1: Pick five fandoms characters? books? Whatever seems good. List them in alphabetical order.

2: Visit this site to find your first RANDOM POEM OF POWER. Write down the 5th line (yes, even if it's an E.E. Cummings poem and you wind up with an apostrophe). Repeat five times and - you guessed it - list 'em in alphabetical order! (No cheating, mind! This is a challenge and it's always been about creativity.)

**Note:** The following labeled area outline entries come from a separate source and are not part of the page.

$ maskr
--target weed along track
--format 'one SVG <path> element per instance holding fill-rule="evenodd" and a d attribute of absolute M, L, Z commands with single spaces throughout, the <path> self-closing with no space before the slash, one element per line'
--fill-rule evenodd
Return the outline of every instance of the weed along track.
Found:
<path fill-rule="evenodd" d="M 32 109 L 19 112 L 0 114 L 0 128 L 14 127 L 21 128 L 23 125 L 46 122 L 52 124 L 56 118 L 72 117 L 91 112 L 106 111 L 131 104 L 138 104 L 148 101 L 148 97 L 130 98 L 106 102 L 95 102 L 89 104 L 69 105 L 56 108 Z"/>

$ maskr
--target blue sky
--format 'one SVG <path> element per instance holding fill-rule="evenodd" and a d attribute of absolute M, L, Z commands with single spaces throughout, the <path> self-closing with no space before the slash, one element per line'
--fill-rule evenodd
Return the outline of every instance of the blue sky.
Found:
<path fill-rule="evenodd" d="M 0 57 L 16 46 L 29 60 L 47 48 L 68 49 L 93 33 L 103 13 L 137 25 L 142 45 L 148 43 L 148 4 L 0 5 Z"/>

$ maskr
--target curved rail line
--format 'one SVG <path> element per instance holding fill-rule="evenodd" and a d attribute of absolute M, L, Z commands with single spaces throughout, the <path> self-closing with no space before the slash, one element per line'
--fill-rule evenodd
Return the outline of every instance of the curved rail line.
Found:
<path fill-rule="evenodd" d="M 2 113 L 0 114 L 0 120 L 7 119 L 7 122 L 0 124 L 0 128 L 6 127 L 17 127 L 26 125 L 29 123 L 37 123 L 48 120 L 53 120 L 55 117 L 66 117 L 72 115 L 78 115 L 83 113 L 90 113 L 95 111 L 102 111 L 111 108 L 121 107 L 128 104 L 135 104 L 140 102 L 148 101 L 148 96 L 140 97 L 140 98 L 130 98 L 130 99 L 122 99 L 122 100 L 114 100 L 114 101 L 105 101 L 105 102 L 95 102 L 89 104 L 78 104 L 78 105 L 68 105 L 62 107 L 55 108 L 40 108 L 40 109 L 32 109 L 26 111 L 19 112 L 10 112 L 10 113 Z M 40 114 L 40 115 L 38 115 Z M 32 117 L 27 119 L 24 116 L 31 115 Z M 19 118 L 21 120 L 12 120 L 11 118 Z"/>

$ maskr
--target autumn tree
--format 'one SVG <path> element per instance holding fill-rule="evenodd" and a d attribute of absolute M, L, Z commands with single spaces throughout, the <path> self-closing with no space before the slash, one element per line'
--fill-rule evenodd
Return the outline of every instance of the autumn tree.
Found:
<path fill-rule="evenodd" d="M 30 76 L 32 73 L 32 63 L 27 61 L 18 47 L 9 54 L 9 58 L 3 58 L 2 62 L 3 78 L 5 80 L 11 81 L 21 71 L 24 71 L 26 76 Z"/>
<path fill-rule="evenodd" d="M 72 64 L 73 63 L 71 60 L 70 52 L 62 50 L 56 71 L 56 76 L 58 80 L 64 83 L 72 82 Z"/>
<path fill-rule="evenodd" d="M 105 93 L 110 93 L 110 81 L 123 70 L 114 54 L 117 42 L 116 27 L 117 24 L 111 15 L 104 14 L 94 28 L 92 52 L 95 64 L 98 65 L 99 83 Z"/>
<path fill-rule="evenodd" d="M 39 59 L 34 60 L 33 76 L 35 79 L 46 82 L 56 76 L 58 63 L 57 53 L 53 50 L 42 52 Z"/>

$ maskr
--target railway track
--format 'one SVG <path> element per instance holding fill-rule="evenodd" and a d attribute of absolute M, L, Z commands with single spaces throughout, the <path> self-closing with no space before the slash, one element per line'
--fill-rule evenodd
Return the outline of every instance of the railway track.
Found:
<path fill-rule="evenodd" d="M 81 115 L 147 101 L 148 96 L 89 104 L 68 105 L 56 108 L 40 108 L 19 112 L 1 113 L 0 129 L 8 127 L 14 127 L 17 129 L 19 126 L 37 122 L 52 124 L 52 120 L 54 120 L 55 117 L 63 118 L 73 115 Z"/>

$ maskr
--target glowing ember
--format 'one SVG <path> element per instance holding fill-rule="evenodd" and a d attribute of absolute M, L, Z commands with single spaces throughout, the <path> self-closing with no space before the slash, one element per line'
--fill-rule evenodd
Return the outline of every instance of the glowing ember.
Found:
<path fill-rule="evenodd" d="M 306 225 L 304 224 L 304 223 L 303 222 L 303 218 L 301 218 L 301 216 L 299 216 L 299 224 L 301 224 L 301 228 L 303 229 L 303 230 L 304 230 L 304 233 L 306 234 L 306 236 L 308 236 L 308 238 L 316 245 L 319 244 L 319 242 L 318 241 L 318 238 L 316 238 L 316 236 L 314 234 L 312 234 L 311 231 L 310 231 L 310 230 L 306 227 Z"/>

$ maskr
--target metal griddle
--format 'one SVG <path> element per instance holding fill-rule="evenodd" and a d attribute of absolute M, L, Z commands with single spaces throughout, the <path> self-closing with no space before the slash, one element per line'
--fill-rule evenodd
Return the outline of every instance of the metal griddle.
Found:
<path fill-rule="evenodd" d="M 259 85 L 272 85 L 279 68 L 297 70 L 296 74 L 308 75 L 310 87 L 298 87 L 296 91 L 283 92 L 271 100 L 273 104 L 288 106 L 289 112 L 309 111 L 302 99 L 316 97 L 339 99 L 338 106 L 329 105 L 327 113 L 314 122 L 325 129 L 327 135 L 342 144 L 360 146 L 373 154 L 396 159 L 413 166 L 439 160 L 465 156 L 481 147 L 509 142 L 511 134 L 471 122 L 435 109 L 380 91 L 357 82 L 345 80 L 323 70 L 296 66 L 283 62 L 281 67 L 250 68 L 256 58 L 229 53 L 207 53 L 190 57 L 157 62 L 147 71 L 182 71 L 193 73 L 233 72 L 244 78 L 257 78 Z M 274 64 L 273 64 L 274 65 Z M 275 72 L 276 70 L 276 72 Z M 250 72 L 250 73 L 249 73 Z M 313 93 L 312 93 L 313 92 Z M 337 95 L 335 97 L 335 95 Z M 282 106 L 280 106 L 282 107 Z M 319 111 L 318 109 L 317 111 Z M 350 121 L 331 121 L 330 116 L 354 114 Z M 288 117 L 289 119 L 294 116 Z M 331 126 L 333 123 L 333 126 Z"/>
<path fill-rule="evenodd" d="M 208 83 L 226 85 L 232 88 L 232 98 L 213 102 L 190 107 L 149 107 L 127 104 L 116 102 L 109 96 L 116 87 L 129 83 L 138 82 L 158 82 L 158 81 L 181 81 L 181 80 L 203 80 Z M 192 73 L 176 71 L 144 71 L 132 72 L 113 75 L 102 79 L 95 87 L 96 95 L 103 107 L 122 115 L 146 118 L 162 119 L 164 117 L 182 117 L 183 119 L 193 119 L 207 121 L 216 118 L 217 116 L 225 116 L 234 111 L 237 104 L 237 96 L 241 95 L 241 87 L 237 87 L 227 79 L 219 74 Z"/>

3: I think you can see where this is going. Write a very quick 50-word half-drabble for each fandom (try to do it all in one sitting - make your brain explode!), using the line from the poem as a prompt. You don't have to include it in the half-drabble - it's just inspiration.

4: Bravo! Have a cookie.


(And are softer than the leaves) - Thomas Carew, I Do Not Love Thee For That Fair

Every time he touches a book, it is like the first time. Letters neatly pressed into soft clay, dried into smooth stone. The whisper of scrolls, tightly rolled in neat rows. Crisp papyrus, crinkling at the scratch of reed. Thin parchment stretched smooth, pared of its former shape but—look closely, you can still count the follicles. And finally, the gentle rasp of cotton rag, textured deckle edge, freshly parted with a book knife like a ripe fruit. He sighs, and returns it to the shelf.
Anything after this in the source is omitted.